“Evleniyorum” dedi Salih Saka, havaalanında karşılaştığımızda. Daha tebrik etmemize fırsat kalmadan ekledi: “Facebook ve Instagram hesaplarımı
kapattım.”
Evlilik haberinden çok, evlilik kararı vermiş birinin Facebook ve Instagram hesaplarını kapatması ve bunu da en az evlilik kadar önemli bir karar olarak açıklaması ilginç geldi bize. Hemen sorduk, “Evliliğin Facebook ve Instagram’la ilgisi ne?”
“Takipçilerimin çoğu kadınlar, aradığımı bulmuşken gerek yok boşuna sorun yaşamaya” dedi. Hayatının bir defterini kapatmak artık böyle bir şey işte.
Bekarlığa vedayı sosyal medyada yapmak da, niyetinin ne kadar ciddi olduğunun bir göstergesi artık.
SIRF SELFİE İÇİN GİDİLİR!
Birkaç hafta önce Cape Town’a giderken “Cape Town’ın ‘Lucca’sı Caprice’e mutlaka gidin” diyenler bir öneride daha bulunmuştu.
“Ümit Burnu’na gidin, görecek bir şey yok ama sırf selfie yapmak için gidilir. Tam Instagram’lık...”
Önceki gün selfie çılgınlığında gelinen noktayı gördük, bir polis memuru intihar etmekte olan vatandaşın önünde selfie yapıyor.
Polisin selfiesi mi yoksa intihar haberini “Trafiği felç etti” başlığıyla vermek mi daha fena, tartışılır.
Ama geçen hafta sonu iki günlük tatili ve yazı uzatma çabalarını sürekli bir selfie ile taçlandırdığımız için gelinen durumu anlıyorum.
Artık bir anı ölümsüzleştirmek için değil, sadece o anı yaşadığımızı hissetmek için de selfie yapıyoruz.
***
Sadece selfie yapsak iyi, bir de bunun Facebook ve Instagram’a hangi resmin post edileceğinin seçimi var. Kalabalık pozlarda biri kendini beğeniyor, biri beğenmiyor.
Derken uzun oturumlar
sonucunda bir fotoğrafta karar kılınıyor.
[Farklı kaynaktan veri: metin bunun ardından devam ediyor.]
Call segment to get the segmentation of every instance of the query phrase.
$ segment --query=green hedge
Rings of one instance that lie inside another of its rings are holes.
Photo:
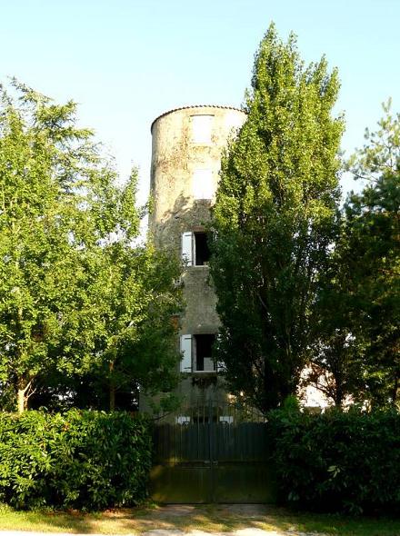
[[[269,415],[281,500],[351,513],[400,510],[400,414]]]
[[[149,424],[128,413],[0,413],[0,502],[99,510],[146,495]]]

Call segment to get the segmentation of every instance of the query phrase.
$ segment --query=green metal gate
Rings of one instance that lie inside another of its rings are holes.
[[[197,413],[198,415],[198,413]],[[266,425],[212,414],[155,426],[151,496],[166,503],[274,502]]]

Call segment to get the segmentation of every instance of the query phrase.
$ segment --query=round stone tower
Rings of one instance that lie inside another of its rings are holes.
[[[185,404],[224,396],[211,348],[218,332],[215,295],[209,281],[206,225],[219,178],[221,154],[246,115],[227,106],[187,106],[157,117],[151,126],[152,212],[149,230],[157,247],[185,263],[186,309],[181,319]]]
Sonra sırayla kimler ‘like’ etmiş, kimler ne yorumlar
yazmış takip ediliyor.
Bazıları daha da ileri gidip bir Instagram fenomeni olma yolunda emin adımlarla ilerliyor, doğru hashtag’leri kullanarak ve sürekli değiştirerek...
Ama bunu yaparken o anı kaçırmamak da gerekiyor.
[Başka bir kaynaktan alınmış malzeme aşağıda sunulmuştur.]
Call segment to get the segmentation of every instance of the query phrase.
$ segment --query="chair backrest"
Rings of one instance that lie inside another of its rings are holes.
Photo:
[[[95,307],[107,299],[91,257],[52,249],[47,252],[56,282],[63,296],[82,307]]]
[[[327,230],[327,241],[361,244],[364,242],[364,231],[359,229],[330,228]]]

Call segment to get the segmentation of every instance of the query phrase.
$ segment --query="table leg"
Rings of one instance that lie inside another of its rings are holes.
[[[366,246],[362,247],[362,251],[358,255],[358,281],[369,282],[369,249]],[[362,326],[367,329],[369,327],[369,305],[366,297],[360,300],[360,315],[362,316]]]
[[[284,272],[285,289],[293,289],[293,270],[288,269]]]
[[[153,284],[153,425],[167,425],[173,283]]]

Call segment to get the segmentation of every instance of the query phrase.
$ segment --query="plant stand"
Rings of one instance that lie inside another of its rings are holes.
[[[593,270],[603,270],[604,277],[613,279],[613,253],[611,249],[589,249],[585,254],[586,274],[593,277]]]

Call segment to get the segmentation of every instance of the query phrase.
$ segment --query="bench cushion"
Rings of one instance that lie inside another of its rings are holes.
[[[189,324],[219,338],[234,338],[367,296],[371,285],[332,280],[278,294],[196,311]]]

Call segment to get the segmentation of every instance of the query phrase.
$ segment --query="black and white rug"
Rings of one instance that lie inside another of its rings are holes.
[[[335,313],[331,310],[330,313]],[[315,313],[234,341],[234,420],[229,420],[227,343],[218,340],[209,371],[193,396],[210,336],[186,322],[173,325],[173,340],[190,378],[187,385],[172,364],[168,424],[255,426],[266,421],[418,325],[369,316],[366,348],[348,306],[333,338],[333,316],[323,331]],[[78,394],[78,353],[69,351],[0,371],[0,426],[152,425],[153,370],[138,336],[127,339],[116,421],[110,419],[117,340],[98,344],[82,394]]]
Bir yandan elinizde telefonla oynayıp, bir yandan da etrafınızda olan biteni takip edebilmek için daha çok enerji gerekiyor.
Bazen bir iş için ulaşmaya çalıştığınız kişi, pekala telefonunuza ya da mesajınıza cevap vermeyebiliyor.
Ama bilin ki aynı anda o kişinin bir tweet’ine ya da Instagram’da bir pozuna rastlamanız an meselesi.
***
Geldiğimiz durum bu.
Ve işin komiği bunu yaparken çok eğleniyoruz.
Hepimize birer selfie çubuğu lazım artık.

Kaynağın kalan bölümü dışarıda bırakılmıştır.